6. Enable AppArmor for Mandatory Access Control
AppArmor profiles restrict application capabilities at the kernel level:
# Install and enable AppArmor
pacman -S apparmor
systemctl enable --now apparmor
# Verify status
aa-status
7. Document Every Change
Maintain a changelog file at /root/CHANGELOG.md recording every modification with timestamps. In incident response scenarios, this log is invaluable for determining what changed and when.
Disaster Recovery and Migration Planning
A production server must have a documented recovery procedure. Create a script that rebuilds the server from scratch:
# Create a recovery script template
cat > /root/recovery/recover-server.sh << 'EOF'
#!/bin/bash
# Manjaro Server Recovery Script — Generated $(date +%Y-%m-%d)
set -euo pipefail
echo "Starting recovery process..."
# Install base packages
pacstrap /mnt base base-devel linux-lts linux-lts-headers \
linux-firmware manjaro-release manjaro-system \
nano sudo networkmanager openssh grub efibootmgr \
curl wget git htop iotop nfs-utils samba \
ufw fail2ban apparmor manjaro-tools-base \
nginx-mainline php php-fpm mariadb \
docker docker-compose prometheus grafana \
certbot certbot-nginx rsnapshot
# Restore configuration from backup
rsync -avz /backup/latest/etc/ /mnt/etc/
rsync -avz /backup/latest/var/www/ /mnt/var/www/
rsync -avz /backup/latest/var/lib/mysql/ /mnt/var/lib/mysql/
echo "Recovery script complete. Boot into the new system and verify."
EOF
chmod +x /root/recovery/recover-server.sh
Test this recovery procedure quarterly by restoring to a spare machine or VM. An untested backup is not a backup — it is a wish.
Conclusion
Manjaro Server bridges the gap between Arch Linux's raw power and the operational stability demanded by production environments. By combining Manjaro's curated repositories, the LTS kernel, and a rigorous security posture, you gain a server operating system that is simultaneously modern, minimal, and manageable. The rolling release model keeps your stack current without the disruptive major-version upgrades that plague traditional distributions, while the AUR unlocks access to virtually any server software imaginable.

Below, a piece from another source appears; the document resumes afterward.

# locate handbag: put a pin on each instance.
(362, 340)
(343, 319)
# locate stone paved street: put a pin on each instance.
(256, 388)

The journey from bare metal to a production-ready Manjaro server requires deliberate effort — partitioning for growth, hardening every exposed service, automating backups, and establishing observability before you need it. This tutorial has walked you through each of these stages, providing concrete, tested configurations that you can adapt to your specific workload. Whether you are deploying a web application, a container orchestration platform, or a database cluster, the principles remain the same: start minimal, secure early, automate relentlessly, and document everything. With these foundations in place, your Manjaro server is ready to serve as a reliable, high-performance foundation for years to come.